Data-driven financial summary for Uniti Group Inc (UNIT) · REAL ESTATEREIT - SPECIALTY

The Big Picture

Uniti Group Inc is a strong growth company balancing expansion with improving profitability. Revenue reached 2.2B with 213% growth year-over-year. Profit margins are strong at 58.4%, reflecting pricing power and operational efficiency.

Key Findings

Strong Revenue Growth

Revenue growing at 213% YoY, reaching 2.2B. This pace significantly outperforms most REIT - SPECIALTY peers.

Strong Profitability

Profit margin of 58.4% and operating margin of 22.9% demonstrate strong pricing power and operational efficiency.

Negative Free Cash Flow

Free cash flow is -220M, meaning the company is burning cash. This may be acceptable for high-growth companies investing heavily.

What to Watch Next

Growth sustainability: can Uniti Group Inc maintain 213%+ revenue growth, or will competition slow it down?

Volatility is elevated with a beta of 1.54, so expect amplified moves relative to the broader market.

Sector dynamics: monitor REIT - SPECIALTY industry trends, competitive moves, and regulatory changes that could impact Uniti Group Inc.

Bottom Line

Uniti Group Inc offers an attractive blend of growth (213% revenue expansion) and improving fundamentals. The company is transitioning from pure growth to profitable growth, a critical inflection point. Watch for sustained margin expansion as the key signal.

This synopsis is generated from publicly available financial data. It is not financial advice. Always conduct your own research and consult a qualified financial advisor before making investment decisions.

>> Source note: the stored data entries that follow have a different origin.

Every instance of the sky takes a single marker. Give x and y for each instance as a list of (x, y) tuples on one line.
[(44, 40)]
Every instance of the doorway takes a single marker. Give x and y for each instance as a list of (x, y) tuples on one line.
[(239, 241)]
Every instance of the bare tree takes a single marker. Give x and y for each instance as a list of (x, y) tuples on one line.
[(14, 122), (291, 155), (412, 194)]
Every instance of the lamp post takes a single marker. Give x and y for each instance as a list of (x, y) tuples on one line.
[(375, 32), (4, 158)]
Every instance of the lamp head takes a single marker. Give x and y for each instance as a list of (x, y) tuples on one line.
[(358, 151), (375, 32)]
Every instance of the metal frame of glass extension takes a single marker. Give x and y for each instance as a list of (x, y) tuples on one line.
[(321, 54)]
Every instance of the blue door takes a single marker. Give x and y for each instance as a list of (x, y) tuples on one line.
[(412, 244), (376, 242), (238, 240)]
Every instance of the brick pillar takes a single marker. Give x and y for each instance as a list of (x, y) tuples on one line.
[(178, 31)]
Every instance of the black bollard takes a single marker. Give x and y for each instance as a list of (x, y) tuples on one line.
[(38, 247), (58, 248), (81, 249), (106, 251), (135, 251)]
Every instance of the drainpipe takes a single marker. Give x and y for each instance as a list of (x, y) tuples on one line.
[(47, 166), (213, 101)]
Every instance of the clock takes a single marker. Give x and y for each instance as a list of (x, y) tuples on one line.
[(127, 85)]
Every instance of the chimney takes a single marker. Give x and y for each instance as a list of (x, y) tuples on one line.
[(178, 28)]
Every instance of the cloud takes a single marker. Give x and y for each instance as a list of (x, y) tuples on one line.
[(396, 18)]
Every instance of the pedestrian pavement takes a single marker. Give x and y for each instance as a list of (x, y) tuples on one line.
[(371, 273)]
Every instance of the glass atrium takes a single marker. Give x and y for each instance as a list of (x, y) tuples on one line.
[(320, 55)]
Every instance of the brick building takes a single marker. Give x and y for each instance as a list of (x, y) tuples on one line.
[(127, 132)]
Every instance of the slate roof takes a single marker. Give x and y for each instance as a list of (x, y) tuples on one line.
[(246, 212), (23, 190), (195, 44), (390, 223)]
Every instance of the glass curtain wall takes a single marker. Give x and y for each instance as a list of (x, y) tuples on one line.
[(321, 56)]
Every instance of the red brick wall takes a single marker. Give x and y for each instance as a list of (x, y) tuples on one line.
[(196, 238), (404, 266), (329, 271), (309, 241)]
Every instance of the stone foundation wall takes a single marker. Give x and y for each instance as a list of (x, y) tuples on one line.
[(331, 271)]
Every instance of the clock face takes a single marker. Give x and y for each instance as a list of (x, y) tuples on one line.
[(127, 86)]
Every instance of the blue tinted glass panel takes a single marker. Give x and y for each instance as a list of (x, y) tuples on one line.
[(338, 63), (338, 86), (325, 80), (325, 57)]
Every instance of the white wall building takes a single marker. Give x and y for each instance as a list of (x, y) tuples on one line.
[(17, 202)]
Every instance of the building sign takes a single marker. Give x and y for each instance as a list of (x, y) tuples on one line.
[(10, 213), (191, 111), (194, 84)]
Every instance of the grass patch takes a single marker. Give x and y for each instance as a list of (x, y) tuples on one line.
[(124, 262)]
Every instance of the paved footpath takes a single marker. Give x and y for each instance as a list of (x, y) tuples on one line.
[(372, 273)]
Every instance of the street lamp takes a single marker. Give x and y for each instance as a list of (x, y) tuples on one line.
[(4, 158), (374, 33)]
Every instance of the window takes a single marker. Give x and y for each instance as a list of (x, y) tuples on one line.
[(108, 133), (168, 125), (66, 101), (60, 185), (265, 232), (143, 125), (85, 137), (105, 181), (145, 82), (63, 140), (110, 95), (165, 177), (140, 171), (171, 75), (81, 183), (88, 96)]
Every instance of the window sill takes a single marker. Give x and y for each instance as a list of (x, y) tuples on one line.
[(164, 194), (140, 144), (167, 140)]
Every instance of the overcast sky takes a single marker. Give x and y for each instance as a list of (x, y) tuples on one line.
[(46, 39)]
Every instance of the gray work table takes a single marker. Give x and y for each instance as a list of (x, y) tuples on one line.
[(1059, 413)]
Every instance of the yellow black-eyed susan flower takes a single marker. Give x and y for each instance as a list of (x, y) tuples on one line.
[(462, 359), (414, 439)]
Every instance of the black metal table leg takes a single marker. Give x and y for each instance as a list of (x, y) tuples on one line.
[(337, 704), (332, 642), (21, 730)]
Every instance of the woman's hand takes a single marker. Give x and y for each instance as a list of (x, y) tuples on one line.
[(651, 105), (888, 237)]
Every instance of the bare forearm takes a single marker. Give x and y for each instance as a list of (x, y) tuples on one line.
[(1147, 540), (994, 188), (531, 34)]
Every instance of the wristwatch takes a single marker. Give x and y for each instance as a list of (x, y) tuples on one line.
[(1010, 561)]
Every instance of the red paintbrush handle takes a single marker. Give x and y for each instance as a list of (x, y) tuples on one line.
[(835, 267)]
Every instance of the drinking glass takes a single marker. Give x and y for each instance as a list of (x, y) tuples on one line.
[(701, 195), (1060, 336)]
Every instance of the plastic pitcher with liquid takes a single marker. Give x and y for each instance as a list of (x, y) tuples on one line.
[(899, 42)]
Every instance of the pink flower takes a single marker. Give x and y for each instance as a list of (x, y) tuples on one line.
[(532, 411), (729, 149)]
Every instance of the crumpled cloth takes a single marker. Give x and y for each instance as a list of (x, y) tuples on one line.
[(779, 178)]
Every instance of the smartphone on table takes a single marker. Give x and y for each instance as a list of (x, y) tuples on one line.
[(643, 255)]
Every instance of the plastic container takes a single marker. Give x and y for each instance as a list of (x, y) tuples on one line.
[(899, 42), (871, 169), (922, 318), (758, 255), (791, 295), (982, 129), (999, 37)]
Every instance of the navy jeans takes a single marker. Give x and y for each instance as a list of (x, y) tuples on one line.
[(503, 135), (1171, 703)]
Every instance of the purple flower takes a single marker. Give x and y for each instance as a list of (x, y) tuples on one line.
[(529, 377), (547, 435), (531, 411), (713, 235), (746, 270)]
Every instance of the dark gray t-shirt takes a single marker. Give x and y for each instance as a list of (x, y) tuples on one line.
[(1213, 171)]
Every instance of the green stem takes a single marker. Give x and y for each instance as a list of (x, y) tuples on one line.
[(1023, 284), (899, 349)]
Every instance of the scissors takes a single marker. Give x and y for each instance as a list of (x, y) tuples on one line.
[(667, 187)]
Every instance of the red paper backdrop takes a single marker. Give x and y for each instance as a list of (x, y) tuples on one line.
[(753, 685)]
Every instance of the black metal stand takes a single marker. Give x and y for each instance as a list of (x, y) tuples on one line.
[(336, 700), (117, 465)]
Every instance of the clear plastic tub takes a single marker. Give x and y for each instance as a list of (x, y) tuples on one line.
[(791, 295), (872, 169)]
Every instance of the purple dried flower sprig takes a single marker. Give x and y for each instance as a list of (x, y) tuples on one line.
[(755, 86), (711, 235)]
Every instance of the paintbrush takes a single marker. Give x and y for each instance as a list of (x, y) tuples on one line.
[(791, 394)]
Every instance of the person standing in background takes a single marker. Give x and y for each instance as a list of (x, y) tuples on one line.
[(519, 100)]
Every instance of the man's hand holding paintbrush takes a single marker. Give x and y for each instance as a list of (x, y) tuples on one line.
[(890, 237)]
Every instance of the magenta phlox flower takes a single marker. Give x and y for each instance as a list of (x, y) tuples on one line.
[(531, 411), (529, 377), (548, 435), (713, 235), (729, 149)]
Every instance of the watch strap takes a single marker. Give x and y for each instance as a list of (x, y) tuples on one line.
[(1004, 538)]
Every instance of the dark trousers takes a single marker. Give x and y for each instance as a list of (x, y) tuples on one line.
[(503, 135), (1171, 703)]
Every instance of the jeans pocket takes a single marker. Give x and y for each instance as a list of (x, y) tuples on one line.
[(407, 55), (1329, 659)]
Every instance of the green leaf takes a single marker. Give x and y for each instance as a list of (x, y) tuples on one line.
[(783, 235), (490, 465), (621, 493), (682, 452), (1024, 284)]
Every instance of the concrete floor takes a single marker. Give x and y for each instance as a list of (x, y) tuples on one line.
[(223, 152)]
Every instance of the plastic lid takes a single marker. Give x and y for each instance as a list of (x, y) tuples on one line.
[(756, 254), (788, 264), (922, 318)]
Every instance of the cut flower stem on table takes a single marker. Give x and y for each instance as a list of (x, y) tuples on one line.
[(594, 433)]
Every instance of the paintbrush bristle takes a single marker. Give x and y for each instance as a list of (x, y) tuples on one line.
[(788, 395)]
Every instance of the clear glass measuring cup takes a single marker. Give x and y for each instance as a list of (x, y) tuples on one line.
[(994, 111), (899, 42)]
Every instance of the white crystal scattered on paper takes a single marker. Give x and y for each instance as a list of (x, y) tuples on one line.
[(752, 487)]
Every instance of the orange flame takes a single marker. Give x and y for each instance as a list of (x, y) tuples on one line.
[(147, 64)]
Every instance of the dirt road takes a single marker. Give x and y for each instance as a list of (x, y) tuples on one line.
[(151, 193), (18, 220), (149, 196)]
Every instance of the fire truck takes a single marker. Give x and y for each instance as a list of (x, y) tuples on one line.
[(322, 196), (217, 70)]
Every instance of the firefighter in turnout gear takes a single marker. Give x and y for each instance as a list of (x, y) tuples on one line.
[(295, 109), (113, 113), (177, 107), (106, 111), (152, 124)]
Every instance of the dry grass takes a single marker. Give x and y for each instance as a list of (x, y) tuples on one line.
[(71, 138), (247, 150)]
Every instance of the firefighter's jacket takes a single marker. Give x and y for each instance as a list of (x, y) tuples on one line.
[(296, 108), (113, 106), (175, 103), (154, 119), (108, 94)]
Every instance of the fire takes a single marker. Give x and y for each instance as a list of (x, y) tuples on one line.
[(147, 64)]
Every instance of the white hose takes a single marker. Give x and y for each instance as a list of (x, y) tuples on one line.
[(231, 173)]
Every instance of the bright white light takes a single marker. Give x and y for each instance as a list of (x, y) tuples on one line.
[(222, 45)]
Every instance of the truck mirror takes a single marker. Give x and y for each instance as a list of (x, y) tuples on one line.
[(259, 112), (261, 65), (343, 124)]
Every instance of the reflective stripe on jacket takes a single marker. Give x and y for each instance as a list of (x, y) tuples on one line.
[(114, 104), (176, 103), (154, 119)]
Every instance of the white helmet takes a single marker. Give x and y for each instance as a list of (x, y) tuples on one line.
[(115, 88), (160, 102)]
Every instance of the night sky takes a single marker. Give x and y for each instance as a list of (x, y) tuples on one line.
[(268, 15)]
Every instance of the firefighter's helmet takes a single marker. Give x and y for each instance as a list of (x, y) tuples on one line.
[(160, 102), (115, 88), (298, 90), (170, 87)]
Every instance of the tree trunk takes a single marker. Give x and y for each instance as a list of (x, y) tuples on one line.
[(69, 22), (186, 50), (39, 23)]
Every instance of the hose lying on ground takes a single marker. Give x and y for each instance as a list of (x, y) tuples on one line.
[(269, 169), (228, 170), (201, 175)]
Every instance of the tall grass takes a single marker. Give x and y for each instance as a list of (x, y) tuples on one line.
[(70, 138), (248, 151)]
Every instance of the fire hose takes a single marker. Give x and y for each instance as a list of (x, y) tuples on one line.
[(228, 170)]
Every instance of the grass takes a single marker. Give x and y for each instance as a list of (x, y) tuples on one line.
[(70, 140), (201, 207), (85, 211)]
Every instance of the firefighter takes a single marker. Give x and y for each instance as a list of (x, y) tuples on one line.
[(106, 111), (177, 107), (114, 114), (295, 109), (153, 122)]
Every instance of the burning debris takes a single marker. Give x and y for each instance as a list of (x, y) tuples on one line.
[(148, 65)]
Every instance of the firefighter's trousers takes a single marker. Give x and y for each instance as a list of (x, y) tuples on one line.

Insider Transactions(0 last 3 months)

Total Buys
0
Total Sells
0

Data sourced from SEC Form 4 filings

Last updated: 8:24:03 AM

About Uniti Group Inc(UNIT)

Exchange

NASDAQ

Sector

REAL ESTATE

Industry

REIT - SPECIALTY

Country

USA

Uniti, an internally managed real estate investment trust, is dedicated to the acquisition and construction of mission-critical communications infrastructure and is a leading provider of wireless infrastructure solutions for the communications industry.